Friday, 13 September 2013

Going, going, Rudong






After a weeks ‘lock in’ at Chongming Dongtan, the design work to create a series of lagoons, reedbed and saltmarsh was nearing completion. The final task was to present the plan to an assorted group of Shanghai officials, reserve directors and academics from the local Fudan University. Two hours ecological quizzing by the professors was somewhat challenging but seemed to go okay and then off to lunch with our very hospitable hosts. The custom appeared to be for each person considered to be a host to individually drink a toast to each guest with rice wine. There were a lot of hosts. Refills and toasters kept coming. Then the food, a lovely mix of local dishes; fish, shrimp, shellfish, succulent pork, duck and ‘poison fish’ soup. I like this sort of trip.

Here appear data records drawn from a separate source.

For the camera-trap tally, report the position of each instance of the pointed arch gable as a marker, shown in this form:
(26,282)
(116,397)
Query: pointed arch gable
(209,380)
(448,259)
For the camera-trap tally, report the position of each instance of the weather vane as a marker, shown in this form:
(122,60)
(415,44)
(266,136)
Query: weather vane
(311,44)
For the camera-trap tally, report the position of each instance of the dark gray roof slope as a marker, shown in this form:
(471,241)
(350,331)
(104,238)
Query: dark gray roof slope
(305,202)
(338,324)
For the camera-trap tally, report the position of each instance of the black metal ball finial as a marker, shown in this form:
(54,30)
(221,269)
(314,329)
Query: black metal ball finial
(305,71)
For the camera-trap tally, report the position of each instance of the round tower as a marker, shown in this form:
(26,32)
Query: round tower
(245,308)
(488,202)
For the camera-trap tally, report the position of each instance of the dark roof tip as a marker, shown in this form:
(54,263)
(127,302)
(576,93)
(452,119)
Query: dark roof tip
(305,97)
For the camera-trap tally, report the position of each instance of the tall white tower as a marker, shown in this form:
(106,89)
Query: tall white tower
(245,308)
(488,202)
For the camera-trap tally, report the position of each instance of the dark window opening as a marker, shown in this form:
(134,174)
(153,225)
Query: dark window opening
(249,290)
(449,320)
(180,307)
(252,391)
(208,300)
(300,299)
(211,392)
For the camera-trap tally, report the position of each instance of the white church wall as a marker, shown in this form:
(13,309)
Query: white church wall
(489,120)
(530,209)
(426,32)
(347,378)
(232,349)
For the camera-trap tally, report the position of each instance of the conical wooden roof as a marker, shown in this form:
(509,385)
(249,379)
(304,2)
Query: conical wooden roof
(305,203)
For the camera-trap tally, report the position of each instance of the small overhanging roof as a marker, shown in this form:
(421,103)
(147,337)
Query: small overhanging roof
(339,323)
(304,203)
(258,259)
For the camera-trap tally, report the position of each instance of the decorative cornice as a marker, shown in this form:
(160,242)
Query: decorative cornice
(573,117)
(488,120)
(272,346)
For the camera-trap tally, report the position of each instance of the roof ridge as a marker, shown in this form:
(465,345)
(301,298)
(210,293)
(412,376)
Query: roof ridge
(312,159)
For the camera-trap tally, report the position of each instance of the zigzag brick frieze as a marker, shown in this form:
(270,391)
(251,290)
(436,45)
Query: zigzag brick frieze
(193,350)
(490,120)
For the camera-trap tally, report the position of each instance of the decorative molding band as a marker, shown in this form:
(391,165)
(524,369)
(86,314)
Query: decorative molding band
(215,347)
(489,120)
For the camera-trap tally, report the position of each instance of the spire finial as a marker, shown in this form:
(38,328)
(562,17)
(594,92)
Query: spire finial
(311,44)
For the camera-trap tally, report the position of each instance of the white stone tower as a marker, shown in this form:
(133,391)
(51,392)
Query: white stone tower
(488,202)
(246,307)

With the job done, a bit of free time was in order and we were soon off on the 2-hour trip up the coast to the fishing port of Rudong. But not before we had a bit of feedback on a colour-ringed Black-faced Spoonbill I had photographed on the reserve a couple of days before. It was a second year bird, ringed as a nestling in Korea in July 2012. It wintered at Mai Po reserve in Hong Kong until May 2013 before turning up at Chongming Dongtan. On arrival at Rudong, we were pointed by local birders towards an area of coastal scrub good for migrants. An old man was selling incense from a small brick building on the edge of the area. We saw a few Siberian Thrushes, Pale-legged Warbler, Asian Brown and Yellow-rumped Flycatchers, Richard’s and Red-throated Pipits headed south calling.

Then off to the mudflats and a walk out amongst the giant wind turbines, shellfish gatherers and assorted vehicles. Lots of Great Knot, sandplovers, stints, Broad-billed and Marsh Sandpipers, a few Nordmann’s Greenshank and then a small feeding flock of the target bird; Spoon-billed Sandpiper. Little is known about the feeding requirements of Spoonies on migration but Rudong is clearly an important site. Up to 50 birds had been counted here in the last week and every one we saw was in wing moult. By now the local press were aware of our presence and were hot-footing it across the mud. Close behind them were representatives from the local authority with an invitation to lunch; an opportunity to press home some points on shorebird conservation. A major area of the Rudong mudflats is destined to become a port in the near future. Presumably the area amongst the turbines will stay, but still raked daily by hundreds of fishermen, pulling out ragworms and shellfish. The high tide approached, the sea rushed in and the waders poured over the sea wall to roost on recently reclaimed land; soon to be built on. As we returned for lunch, we passed the area of scrub. Half had been freshly bulldozed, as had the building the old man had been selling incense from. Just a pile a bricks remained. Such is the speed of development here.

Pics: above - Spoony, Black-faced Spoonbill and Rudong mudflats.
Below - Great Knot, Marsh Sand and 2 hours trading left.




1 comment:

Imperfect and Tense said...

Seen through the coarse filter of western media, China often seems to be ecologically bi-polar. Grand green schemes or huge habitat-crushing projects, with the bewildered wildlife somewhere in between.

It's scary to know that it's much the same from a small scale perspective on the ground in-country.

I'm heartened by the fact that they seek the sage counsel of cuisine experts like your good self.